In your project file:
[org.onyxplatform/onyx-metrics "0.9.15.0"]
Firstly, please note that all metrics are reported per peer. Please be sure to either visualize each measurement independently, or to aggregate/roll up reported metrics correctly e.g sum throughputs, average/max/min complete latencies, etc.
Task types: input
Tags:
- complete_latency_50th - complete latency (ms), 50th percentile, calculated over 10s period
- complete_latency_90th - complete latency (ms), 90th percentile, calculated over 10s period
- complete_latency_99th - complete latency (ms), 99th percentile, calculated over 10s period
- complete_latency_99_9th - complete latency (ms), 99.9th percentile, calculated over 10s period
- complete_latency_max - complete latency (ms), maximum complete latency seen over 10s period
Complete latency measures the amount of time in ms that a segment, emitted by an input task, takes to be fully acked through all tasks in the job. Onyx's messaging model works by tracking all segments that result from operations on the input segment at each task. Complete latency gives an excellent indication of the end to end processing time for segments through an entire job.

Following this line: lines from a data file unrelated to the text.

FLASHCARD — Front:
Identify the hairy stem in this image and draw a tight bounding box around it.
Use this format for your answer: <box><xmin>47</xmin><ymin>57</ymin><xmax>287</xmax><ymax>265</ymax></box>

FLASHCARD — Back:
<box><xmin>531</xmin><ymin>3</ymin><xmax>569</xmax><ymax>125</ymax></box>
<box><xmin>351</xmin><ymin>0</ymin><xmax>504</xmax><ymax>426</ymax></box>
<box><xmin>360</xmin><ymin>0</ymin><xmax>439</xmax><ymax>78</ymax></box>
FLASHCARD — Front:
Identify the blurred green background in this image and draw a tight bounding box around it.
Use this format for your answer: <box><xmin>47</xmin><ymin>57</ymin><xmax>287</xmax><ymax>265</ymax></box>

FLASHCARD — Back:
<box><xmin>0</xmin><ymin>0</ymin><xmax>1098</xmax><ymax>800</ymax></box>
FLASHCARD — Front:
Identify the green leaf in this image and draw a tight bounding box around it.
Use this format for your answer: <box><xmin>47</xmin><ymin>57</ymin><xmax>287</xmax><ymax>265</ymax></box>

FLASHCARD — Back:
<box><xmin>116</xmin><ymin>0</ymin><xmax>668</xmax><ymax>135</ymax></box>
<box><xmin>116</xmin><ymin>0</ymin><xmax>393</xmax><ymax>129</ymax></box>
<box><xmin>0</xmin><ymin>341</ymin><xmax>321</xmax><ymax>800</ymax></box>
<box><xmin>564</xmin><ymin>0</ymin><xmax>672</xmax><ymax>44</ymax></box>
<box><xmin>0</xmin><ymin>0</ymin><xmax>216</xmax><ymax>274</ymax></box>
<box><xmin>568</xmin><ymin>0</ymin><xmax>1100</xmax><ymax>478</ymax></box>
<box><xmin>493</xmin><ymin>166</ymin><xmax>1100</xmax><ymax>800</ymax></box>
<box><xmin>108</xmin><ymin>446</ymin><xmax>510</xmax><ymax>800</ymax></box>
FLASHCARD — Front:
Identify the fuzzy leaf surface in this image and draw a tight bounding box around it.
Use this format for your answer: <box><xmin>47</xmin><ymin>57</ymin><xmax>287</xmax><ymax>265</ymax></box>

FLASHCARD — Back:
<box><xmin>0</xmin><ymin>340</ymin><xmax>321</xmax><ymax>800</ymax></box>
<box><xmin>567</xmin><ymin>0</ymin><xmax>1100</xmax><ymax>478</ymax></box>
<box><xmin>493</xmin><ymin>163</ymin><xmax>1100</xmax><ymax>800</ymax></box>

Complete latencies are measured in milliseconds, and percentiles are calculated
over a 10s period. For example, complete_latency_50th of 60, means that 50
percent of segments completed over the 10 second period were fully processed
within 60ms. If an Onyx job contains a simple job with three tasks [[:A :B] [:B :C]]
,
this means a segment read by :A
, was sent to :B
, processed, and
then sent to :C
, and processed by the output :C
, with all generated
segments acked, within 60ms.
Reducing :onyx/max-pending
can reduce the complete latency, however it will also reduce the number of
segments that are currently outstanding, which can hurt throughput. Also note,
that while it may reduce complete latencies, the messages may still be waiting
on the topic/queue/etc that the plugin is reading from, and therefore the true processing latency may be masked.
Task types: input
Tags:
- retry_segment_rate_1s
Retry segment rate measures total number of segments, emitted from an
input task, that have taken longer than the time specified in
:onyx/pending-timeout
(ms) without being completed, and were re-emitted as a result.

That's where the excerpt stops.